After I resigned and sent in a no-contact letter to the Bishop, my son had a Scout Meeting at the church and we had to go because he was being given an award. The scout master was going on and on about how great Joseph Smith was and how we really all would do well to follow his example.
It took everything I had to not spout off with, "Really? YOu want us to cheat on our wives with our neighbor's wives and teenage daughters?" But I didn't. I just bit my tongue and figured that'd be the last time I went to one of those events. Right after that, my cousin who was my youngest son's Cub Scout Den Mother, called me up and said that she thought it'd be best for our son to find another cub scout troop because this one was Mormon and they would be working on their "Duty to God" awards, which involved reading the Book of Mormon and reporting on their favorite chapter and she just thought that'd cause a problem with me. I told her, "Oh that sounds awesome! I'll have my son do a report on how many times God turns whole races of people's skin black for sinning and white again when they repent, despite the fact Mormons supposedly believe men are responsible for their own sins, and not the sins of their Fathers."
She didn't care much for that comment and I figured I wouldn't fight it, since she was a brainwashed MORmON and I really didn't want her brainwashing my kid with bogus racist myths anyways.
But our oldest Son (14) was pissed at me for 'ripping the rug out from underneath him' after raising him in the church and then telling him it was a fraud.
He kept going with his Nazi TBM Grandma for awhile, but got tired of people pitying him and acting like his parents were dead, when we were alive and well. So he finally quit going, but still believed. He's still a believer and we have a bit of a strained relationship, due to our religious differences. Our other 3 kids are great however and doing just fine without the crutch in their lives.
Atheist wife started working out like a fiend, dropped 35lbs, got a boob job and started attracting young men. She was flattered and one thing led to another and she was making up for lost time. She started acting like a drunk sorority girl at a frat party, when she was a middle aged Mother of 4 and my wife. That was obviously an untenable situation for me and I filed for divorce and left her for the love of my life.
She got what she wanted, out of the church and out of control of men, particularly her husband, me. And I got to go have an amazing love affair with the love of my life.
I got to go live the life I really wanted, without the constraints of religion, unfettered by traditional norms.
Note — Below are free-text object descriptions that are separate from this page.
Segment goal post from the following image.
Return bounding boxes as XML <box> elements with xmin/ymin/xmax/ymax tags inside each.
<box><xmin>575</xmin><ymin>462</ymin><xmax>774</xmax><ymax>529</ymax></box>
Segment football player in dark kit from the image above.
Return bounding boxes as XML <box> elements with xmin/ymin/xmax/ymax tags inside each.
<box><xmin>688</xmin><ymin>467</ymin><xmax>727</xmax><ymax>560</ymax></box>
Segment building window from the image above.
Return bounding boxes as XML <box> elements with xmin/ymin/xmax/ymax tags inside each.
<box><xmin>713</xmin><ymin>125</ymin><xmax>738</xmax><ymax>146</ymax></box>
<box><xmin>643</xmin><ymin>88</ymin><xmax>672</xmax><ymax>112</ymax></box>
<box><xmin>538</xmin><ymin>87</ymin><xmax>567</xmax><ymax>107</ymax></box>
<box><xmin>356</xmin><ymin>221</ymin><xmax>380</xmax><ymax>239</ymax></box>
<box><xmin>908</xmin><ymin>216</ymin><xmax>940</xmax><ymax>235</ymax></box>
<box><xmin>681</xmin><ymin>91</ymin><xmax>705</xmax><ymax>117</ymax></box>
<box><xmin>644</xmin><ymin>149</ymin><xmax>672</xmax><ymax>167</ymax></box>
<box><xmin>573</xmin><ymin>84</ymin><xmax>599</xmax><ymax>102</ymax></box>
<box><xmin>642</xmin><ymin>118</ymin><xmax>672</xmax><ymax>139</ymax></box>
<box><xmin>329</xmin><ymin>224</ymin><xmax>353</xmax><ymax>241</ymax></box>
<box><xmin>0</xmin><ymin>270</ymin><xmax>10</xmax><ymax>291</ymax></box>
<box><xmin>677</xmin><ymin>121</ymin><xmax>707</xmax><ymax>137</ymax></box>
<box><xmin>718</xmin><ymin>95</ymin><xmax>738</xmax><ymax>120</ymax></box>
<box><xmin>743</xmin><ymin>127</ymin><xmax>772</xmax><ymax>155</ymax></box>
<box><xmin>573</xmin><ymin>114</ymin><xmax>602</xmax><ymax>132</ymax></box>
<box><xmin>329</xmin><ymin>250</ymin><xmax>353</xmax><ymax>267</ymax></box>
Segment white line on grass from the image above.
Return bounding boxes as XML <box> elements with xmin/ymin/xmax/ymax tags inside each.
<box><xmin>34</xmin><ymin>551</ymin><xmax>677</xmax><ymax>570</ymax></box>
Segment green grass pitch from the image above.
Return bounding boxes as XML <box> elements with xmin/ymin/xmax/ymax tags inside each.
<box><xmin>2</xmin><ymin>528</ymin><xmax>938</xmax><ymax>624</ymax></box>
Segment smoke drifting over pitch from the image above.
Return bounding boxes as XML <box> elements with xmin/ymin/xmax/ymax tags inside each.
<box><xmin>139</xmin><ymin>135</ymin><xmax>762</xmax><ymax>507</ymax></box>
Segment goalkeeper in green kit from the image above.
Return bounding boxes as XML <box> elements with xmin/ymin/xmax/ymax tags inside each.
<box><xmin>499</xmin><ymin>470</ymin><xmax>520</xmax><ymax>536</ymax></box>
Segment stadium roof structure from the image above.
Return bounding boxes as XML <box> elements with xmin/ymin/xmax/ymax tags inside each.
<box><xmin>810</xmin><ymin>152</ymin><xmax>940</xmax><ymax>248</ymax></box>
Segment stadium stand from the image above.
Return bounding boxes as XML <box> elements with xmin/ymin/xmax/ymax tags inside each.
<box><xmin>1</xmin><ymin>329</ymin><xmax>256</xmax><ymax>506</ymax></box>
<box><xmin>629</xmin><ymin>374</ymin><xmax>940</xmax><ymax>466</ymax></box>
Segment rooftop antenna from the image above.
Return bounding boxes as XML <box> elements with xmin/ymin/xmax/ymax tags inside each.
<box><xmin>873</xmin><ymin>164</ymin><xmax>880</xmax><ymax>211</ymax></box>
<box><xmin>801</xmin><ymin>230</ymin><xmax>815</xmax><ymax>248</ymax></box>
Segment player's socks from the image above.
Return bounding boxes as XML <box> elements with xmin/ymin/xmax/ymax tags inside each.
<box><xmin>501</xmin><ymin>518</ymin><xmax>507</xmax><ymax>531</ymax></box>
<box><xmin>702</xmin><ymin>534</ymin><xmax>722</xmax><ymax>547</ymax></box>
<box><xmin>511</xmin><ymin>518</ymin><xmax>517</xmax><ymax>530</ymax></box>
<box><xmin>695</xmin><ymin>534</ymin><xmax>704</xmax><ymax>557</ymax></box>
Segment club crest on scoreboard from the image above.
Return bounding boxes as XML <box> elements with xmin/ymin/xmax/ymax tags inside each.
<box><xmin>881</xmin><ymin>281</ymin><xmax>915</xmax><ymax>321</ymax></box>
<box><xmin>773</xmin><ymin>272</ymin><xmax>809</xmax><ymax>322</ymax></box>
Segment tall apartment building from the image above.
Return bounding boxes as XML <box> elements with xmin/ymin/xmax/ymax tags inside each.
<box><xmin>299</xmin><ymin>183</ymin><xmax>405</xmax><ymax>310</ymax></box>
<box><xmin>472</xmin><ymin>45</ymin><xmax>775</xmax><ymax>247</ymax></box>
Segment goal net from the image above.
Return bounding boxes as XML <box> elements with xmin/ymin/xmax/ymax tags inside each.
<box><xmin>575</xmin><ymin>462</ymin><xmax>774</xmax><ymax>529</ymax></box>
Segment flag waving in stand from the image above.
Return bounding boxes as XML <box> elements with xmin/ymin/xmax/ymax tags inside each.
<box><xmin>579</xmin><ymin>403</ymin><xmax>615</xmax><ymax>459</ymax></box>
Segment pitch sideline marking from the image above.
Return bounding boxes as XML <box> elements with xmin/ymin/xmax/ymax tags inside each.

We still see each other at weddings and holidays, she's got her act together, but still pretty self centered and superficial. But we're divorced now so I don't really care how she lives her life. What I do care about is the damage that the church does to families when one partner decides to follow the evidence to its logical conclusion.
That and the rape culture that's still victimized many, many people I know and love by protecting the pedophiles and blaming the victims. For them I speak up and will never be silenced.